Helen smiled. “He wouldn’t like reading something like that. Especially the mention of insanity.”
“Might it rattle him?”
“It might. I think he’ll almost immediately write an answer. He’d love to carry on a public correspondence with you.”
“I’ll tell him this will be the only message he’s going to get from me until I read him his rights.”
“Tell him again he’s a nutcase,” Looper suggested.
“Once is enough,” Helen said. She looked at da Vinci. “What do you think of the idea?”
“You’re the profiler,” he said. “What will it accomplish?”
“It’ll anger him. Maybe to the extent that he’ll make a mistake. And it will make him dislike Captain Beam all the more. And respect him all the more.”
“Will he fear him all the more?”
“Yes, but remember, he chose him because he feared him.”
“I’d like you to look over the letter before I send it,” Beam said to Helen. “If you don’t mind.”
“I don’t mind at all.” Helen was gaining respect for Beam herself. If the Justice Killer had wanted a formidable opponent, he’d chosen well.
“Will it make him kill again?” Nell asked.
Helen shrugged. “It might make him kill sooner, but I doubt even that. He’s going to kill again one way or the other. He’s going to keep killing until he’s stopped. And he knows it. A certain part of him even wants to be stopped, because he knows he can’t stop himself. That’s why he’s happy to have Captain Beam in charge of the investigation. After six victims, the killer might be in the early stages of coming unraveled. He wants to be famous when he is caught or killed, and he knows he’s working toward that moment. He’s sure that in the end, Captain Beam won’t let him down.”
Da Vinci chortled and shook his head. “God! Is it really that complicated?”
Helen grinned as if she and da Vinci shared a secret. “Maybe not.”
“Madmen can be complicated,” Looper said.
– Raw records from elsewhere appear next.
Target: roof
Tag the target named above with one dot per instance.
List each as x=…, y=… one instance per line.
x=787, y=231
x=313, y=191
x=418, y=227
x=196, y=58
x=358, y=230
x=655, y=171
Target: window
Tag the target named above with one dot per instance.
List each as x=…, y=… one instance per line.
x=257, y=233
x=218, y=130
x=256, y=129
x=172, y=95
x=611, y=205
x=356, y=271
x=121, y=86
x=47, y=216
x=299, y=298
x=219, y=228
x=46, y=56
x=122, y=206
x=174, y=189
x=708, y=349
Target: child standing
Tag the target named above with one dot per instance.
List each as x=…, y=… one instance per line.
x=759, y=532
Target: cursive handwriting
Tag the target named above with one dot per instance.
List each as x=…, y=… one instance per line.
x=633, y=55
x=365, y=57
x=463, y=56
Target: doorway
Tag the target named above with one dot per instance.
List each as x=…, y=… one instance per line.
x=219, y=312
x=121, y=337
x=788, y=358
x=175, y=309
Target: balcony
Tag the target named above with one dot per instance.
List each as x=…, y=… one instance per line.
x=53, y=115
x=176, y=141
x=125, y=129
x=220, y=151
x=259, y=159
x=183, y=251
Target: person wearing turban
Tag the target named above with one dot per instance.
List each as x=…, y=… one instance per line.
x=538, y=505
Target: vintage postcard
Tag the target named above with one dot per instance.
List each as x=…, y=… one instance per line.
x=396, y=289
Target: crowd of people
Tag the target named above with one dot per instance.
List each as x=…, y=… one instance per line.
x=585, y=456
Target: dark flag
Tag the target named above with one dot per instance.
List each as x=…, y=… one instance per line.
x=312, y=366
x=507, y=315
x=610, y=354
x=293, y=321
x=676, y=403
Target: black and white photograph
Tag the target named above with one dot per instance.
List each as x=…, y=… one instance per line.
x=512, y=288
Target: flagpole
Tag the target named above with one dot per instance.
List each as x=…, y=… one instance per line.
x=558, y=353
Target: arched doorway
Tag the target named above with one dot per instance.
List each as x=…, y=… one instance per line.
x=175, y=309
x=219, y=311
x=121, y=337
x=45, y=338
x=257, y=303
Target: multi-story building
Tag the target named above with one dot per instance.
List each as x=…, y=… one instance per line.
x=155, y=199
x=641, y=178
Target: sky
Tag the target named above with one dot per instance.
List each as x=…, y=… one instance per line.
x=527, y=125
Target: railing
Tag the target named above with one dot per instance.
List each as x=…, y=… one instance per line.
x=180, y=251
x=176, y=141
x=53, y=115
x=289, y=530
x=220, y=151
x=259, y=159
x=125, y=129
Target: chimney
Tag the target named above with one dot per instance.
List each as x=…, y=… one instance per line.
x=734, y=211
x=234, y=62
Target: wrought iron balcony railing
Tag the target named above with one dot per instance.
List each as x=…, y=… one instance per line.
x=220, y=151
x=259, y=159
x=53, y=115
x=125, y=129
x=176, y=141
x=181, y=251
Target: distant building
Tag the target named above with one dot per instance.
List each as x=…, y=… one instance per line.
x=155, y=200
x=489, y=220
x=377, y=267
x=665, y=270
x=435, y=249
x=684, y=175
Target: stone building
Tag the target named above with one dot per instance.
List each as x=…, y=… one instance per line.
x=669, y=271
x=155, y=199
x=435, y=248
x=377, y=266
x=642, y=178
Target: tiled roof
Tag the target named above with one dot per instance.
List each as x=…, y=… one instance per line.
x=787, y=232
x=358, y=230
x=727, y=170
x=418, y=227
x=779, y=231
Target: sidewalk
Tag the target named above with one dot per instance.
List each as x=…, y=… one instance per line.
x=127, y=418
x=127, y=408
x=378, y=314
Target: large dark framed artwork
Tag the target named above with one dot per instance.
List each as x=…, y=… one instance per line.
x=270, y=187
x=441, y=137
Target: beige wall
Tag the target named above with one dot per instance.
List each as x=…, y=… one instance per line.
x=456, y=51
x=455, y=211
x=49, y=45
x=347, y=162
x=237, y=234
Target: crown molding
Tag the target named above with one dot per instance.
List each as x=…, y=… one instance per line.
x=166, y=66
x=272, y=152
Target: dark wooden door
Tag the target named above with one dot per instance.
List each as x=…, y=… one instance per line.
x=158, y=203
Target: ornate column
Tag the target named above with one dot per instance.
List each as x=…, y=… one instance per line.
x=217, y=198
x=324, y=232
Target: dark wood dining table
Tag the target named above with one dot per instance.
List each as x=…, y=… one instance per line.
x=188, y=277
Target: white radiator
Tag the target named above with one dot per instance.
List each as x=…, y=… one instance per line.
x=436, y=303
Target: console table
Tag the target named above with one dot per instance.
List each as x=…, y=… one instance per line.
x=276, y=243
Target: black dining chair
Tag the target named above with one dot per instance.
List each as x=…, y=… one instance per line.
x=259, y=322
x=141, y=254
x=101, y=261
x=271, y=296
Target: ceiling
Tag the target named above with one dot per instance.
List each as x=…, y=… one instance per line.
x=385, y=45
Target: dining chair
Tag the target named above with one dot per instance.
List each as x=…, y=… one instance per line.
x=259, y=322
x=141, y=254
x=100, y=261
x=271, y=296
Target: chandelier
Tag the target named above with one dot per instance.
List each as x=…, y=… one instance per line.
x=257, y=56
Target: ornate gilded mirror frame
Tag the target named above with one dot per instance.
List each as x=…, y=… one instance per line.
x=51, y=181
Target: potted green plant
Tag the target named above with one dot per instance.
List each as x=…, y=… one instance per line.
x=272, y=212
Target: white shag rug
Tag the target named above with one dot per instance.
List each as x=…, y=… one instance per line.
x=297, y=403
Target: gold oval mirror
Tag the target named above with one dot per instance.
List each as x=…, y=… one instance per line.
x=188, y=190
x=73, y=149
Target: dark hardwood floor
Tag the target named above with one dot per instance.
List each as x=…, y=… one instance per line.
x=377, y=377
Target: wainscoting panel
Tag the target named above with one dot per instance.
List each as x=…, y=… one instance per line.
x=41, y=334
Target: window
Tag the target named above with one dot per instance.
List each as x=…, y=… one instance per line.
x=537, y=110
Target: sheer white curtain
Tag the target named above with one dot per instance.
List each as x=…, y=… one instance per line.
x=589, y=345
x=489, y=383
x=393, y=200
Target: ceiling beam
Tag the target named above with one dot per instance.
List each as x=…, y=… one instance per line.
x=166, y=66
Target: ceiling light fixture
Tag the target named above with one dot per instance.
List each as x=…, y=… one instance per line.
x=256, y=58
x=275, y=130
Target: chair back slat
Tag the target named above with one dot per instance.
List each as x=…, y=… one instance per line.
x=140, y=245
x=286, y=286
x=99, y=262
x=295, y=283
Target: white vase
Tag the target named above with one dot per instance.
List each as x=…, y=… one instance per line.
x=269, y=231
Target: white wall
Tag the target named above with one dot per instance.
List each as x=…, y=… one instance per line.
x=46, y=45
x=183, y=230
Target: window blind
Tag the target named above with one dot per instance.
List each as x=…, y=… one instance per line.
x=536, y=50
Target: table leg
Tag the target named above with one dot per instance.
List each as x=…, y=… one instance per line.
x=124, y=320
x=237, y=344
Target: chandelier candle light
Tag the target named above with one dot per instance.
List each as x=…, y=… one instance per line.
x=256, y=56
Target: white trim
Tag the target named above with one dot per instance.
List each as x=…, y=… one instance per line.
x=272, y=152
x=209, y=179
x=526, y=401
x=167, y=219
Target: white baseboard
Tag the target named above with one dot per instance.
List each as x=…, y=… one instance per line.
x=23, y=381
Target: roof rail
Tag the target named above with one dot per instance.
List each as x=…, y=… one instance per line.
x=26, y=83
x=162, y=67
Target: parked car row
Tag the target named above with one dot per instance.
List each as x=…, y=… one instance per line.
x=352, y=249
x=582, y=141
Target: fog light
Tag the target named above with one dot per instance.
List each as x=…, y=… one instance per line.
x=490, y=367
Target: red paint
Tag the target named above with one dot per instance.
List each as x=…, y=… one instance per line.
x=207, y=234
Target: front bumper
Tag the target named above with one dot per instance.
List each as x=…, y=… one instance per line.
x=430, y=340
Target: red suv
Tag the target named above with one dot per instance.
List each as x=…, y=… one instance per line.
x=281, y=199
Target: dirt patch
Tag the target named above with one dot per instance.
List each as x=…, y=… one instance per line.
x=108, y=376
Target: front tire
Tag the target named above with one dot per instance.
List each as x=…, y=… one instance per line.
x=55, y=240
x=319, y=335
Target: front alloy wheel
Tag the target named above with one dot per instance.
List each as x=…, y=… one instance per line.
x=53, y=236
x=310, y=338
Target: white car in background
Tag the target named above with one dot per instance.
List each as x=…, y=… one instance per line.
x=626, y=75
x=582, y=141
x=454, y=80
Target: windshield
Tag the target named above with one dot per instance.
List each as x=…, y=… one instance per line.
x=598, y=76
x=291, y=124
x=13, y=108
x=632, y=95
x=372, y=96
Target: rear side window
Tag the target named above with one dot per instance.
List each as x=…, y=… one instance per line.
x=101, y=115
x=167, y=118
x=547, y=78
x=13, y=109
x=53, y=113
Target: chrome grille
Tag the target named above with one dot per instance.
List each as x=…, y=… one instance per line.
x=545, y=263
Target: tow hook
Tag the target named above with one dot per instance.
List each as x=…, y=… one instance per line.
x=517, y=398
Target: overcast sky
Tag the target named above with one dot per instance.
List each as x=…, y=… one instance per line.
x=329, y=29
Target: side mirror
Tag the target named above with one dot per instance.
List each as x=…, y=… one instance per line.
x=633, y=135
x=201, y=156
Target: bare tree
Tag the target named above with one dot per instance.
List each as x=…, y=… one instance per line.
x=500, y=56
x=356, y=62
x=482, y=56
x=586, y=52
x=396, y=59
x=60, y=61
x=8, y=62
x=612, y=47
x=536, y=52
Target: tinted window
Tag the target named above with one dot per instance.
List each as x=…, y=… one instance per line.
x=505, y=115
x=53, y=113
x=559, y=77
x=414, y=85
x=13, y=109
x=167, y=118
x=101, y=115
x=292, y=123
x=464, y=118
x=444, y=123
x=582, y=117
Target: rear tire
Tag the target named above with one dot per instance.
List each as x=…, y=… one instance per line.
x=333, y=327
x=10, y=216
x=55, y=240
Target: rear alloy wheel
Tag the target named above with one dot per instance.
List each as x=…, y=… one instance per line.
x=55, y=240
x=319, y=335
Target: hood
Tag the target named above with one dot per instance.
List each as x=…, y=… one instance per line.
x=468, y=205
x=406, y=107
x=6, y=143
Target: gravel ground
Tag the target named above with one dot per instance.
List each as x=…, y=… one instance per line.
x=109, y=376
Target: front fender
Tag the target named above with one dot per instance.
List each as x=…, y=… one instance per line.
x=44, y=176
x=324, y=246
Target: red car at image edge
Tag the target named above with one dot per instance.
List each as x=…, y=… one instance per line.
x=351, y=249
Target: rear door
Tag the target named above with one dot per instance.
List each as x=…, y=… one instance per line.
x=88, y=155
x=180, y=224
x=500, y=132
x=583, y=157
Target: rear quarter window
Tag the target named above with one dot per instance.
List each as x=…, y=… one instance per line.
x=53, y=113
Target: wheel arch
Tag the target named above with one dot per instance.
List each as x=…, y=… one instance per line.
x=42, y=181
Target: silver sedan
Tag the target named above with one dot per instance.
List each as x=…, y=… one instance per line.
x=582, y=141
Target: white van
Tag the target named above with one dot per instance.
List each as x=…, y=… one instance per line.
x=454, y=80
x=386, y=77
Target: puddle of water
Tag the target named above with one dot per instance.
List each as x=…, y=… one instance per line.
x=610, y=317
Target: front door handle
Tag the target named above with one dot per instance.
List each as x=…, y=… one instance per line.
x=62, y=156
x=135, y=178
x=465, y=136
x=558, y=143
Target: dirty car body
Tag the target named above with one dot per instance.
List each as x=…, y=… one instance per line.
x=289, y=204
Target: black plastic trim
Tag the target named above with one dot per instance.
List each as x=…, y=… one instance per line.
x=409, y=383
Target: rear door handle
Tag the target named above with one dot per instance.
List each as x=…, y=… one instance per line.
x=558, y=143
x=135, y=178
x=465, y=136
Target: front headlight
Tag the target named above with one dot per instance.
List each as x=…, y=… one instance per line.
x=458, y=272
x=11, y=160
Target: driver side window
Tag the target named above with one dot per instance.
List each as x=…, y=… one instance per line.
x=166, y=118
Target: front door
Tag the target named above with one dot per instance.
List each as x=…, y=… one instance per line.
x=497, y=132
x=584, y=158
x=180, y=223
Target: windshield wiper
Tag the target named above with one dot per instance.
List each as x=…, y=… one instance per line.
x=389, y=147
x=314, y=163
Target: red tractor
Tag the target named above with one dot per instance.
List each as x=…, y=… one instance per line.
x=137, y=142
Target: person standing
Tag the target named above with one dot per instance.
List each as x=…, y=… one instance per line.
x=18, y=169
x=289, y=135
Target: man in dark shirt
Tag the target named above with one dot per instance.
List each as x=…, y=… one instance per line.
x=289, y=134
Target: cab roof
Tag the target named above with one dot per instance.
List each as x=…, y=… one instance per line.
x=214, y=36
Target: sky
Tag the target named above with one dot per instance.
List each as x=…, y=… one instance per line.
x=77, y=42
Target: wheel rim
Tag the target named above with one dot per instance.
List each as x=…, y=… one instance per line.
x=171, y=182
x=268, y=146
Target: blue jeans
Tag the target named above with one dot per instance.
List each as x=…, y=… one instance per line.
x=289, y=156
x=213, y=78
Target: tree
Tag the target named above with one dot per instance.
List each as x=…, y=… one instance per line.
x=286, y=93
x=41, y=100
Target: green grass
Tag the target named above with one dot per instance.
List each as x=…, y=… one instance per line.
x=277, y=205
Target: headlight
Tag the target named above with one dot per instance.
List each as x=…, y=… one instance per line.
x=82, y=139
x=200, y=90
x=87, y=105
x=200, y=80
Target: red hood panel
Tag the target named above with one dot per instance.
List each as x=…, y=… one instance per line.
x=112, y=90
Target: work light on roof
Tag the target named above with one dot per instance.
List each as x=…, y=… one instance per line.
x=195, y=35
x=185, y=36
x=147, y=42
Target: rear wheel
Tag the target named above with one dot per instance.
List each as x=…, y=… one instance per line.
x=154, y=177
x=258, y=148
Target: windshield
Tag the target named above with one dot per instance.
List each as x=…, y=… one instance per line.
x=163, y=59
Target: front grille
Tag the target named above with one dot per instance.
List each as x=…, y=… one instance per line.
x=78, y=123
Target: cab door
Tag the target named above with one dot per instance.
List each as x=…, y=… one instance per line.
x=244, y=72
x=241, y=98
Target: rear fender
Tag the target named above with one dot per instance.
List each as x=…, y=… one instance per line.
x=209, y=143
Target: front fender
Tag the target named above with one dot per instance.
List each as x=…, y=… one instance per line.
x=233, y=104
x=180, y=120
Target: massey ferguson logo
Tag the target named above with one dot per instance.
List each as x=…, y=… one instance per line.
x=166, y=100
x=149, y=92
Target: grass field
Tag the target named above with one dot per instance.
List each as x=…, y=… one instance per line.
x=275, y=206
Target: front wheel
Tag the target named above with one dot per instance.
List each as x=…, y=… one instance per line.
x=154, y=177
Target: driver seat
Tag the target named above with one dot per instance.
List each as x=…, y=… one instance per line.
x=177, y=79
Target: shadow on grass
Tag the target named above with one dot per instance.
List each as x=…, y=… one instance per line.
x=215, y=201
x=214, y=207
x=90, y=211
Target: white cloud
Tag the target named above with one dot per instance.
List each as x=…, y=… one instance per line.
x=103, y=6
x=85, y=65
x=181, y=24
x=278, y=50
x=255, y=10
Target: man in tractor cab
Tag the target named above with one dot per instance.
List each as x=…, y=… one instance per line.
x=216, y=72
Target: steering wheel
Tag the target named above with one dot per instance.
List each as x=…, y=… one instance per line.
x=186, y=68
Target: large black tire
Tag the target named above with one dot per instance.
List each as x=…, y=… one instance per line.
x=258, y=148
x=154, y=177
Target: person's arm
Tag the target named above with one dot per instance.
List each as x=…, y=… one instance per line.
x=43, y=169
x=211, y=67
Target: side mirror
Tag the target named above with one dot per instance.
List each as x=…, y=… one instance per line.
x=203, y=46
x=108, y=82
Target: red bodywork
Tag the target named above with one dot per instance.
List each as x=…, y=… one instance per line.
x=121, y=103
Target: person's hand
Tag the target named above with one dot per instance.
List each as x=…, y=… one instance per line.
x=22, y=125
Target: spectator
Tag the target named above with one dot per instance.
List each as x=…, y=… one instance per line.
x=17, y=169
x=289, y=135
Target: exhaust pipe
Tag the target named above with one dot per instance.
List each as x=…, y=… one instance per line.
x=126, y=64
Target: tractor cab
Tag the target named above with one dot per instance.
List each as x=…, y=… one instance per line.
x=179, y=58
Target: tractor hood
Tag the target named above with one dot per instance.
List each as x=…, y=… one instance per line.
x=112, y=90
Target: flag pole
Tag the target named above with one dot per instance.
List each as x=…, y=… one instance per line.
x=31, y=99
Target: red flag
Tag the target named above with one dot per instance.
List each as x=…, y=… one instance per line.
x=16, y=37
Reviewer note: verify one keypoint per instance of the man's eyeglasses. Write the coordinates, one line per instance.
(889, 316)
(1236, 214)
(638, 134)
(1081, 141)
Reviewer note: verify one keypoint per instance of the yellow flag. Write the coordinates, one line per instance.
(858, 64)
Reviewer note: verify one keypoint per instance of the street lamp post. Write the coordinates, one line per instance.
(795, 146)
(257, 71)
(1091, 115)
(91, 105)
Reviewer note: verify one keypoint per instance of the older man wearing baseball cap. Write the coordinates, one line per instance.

“I’m not so sure he’s mad,” Helen said. “Not in the way we’re talking about—uncontrolled, irrational. That’s not what comes across to me in the note. He’s more like someone pretending to be mad.”
“Laying the basis for an insanity defense when he’s caught?” Nell asked.
“Possibly. Or maybe he’s simply playing for effect.”
“Killer like that’s already a leg up on an insanity plea,” Looper said.
“If he’s only pretending to be irrational,” Beam said.
Helen looked at him and nodded. “It’s true that at this point we can’t know for sure, but my hunch is that he’s feigning insanity.”
“I know six people who’d disagree with you,” da Vinci said, “if they could.”
Martin Portelle liked to ride the subway to and from work. Not that he couldn’t afford a cab. For that matter he might have twisted somebody’s arm and gotten a company car to drive him back and forth. He was at that level, since the report he’d made on Sculler Steel, a small foundry in the Midwest that had the potential of increasing top line earnings by fifty percent with only a few minor operational changes.
He wished he were paid a commission on all the money he’d saved his company. He might be the firm’s highest paid employee. Mr. Kravers had referred to him more than once as its most talented. Martin could spot, in corporate financial statements, anomalies that other analysts’ attention glided over. It was as if they were half blind and he had perfect vision.
Besides knowing how to squeeze a dollar, that was Martin’s great gift, perceiving anomalies however slight. Which was why over the past several days he’d become increasingly worried.
More than worried, actually—spooked.